Ich wünsch' mir gerade meine Sendmail-Zeiten zurück  Nein, im Ernst: Wenn ich zu doof bin oder gar betriebsblind, dann geb ich es gern zu, Hauptsache der Server läuft.

Ich setze jetzt nochmal 7.10 auf und bin für jede Hilfe und jeden Tipp dankbar.


----------



## Till (18. Jan. 2008)

> Leider selbes Problem auch wenn man mal SASL ganz aus dem Spiel lässt.


Die gleiche Fehlermeldung selbst ohne sasl? Das ist an sich nicht möglich, da´Postfix nicht mit SAS interagiert, wenn Du ihn nicht entsprechend konfiguriert hast.

Ich installiere exact nach den Howtos täglich Server und im Howto fehlt definitiv nichts, es kann aber immer sein, dass ein Hoster selbst Änderungen am Linux System vorgenommen hat, die man erst rückgängig machen müsste. Neuinstallieren des Betriebssystems hilft da aber recht wenig, da muss man wohl alle SASL Konfigurationsdateien durchgehen. Du solltest auch immer das Minimal Imgae nehem und kein LAMP image, wenn der Hoster es anbietet.

Letztens habe ich ISPConfig auf einem Hetzner Debian System installiert (minimal image) und da lief es astrein.


----------



## mathias172 (18. Jan. 2008)

Hallo Till und danke für Deine Bemühungen.

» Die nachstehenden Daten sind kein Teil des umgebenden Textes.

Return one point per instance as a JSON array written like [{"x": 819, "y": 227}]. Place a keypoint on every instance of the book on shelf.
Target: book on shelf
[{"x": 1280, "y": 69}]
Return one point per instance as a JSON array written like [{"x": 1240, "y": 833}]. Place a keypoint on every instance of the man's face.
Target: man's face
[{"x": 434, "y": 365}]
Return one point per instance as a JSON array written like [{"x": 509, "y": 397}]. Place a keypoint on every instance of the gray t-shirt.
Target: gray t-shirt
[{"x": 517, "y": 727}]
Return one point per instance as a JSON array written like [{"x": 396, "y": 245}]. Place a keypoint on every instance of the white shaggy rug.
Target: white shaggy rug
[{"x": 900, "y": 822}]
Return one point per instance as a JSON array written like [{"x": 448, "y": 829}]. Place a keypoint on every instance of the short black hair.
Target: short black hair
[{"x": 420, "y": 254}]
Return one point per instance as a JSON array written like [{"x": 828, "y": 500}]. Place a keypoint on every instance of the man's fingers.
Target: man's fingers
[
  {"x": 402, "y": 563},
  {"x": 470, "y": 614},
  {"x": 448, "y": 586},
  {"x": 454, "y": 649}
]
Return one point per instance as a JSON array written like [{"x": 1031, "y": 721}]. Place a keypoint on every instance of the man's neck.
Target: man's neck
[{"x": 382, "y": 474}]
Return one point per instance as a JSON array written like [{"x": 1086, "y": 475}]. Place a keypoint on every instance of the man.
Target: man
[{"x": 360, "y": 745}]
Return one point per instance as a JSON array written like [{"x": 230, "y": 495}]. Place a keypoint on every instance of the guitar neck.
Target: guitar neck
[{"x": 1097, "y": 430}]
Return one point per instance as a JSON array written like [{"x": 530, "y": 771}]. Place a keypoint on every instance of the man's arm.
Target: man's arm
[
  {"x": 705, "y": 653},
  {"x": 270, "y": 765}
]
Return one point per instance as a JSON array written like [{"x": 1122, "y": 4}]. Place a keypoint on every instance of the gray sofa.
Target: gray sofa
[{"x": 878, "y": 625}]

Ich installiere genau nach eben diesem Image, das Ubuntu 7.10 Minimal 64 Bit von Hetzner.

Ich gebe zu, dass bislang nur mit sendmail gearbeitet habe und bei Postfix ein wenig außen vor bin. Hast Du vielleicht eine main.cf zur Hand, die bei Dir läuft?

Ich kann nach einer weiteren Neuinstallation per Webmailer einloggen und Mails verschicken. Per Mailclient kann ich keine Mails senden und auch der Server akzeptiert keine ankommenden Mails. Ein allgemeines Postfix-Problem also. "Relayin denied". mynetworks steht auf 127.0.0.1/8, sollte ich dort suchen?

Gruß,
Mathias


----------



## Till (18. Jan. 2008)

> "Relayin denied". mynetworks steht auf 127.0.0.1/8, sollte ich dort suchen?


Nein, das ist ok. Poste bitte mal den Inhalt der aktuellen main.cf und sieh nach, ob die Domain des Empfängers in /etc/postfix/local-host-names steht und die Emailadresse in der virtusertable Datei.


----------



## mathias172 (18. Jan. 2008)

mynetworks ändern zu wollen, war -wenn man mal drüber nachdenkt- eine Schnapsidee, ist ja logisch.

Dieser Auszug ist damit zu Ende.